# 46 gallon bow front. Changed to crypt/easy



## 12273 (Nov 3, 2012)

I had a 46 gallon with various plants, co2 and high light. The growth rate was insane and sometimes a little too much of a pain.

I did however fall in love with the undulata crypts I planted. No other plant interested me as much as this one did. It grows wild, looks amazing and provides a great place for my Cory's to hang out. The way they just pop up out of nowhere and sometimes 8" away for the mother plant.

So, to make a short story longer I decided to get rid of the stem plants with ugly roots and go with rosette plants (crypts).

I kept my java fern, java moss and anubia. I added some amazing frogbit to diffuse the light a little and give my gouramis a place to hide under. I still inject co2 and use fertilizer in the water As well as root tabs. So far so good. Plants have been in since Wednesday and so far no melting. Just waiting on my $100 worth of manzanita to arrive and she's complete!
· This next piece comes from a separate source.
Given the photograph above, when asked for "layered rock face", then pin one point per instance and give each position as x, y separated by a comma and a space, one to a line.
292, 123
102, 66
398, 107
Let me know what ya think so far. 







old tank.








new tank


----------



## pyrrolin (Jan 11, 2012)

should have kept some of that beautiful grass you had at the front but it should be nice once it grows in a bit.


----------



## Reckon (Mar 6, 2013)

I've seen crypts grown on wood logs and stumps. I think when the manzanita comes you'll be able to give the tank a lot more depth. How about crypts on wood on the right and left of the tank and then a big anubias or javafern clump in the middle?


----------



## 12273 (Nov 3, 2012)

Can't wait for the manzanita . I'm planning on putting some flame moss on the wood. I have a ball of it tucked away. 

Hopefully I can achieve the look I'm going for


----------



## 12273 (Nov 3, 2012)

An update to this slow growing tank

My crypts are doing amazing. They are flourishing and spreading small babies all over. That's why I love these plants. So wild!

Manzanita still has white crap on it but I'm told its safe. Fish doing ok


----------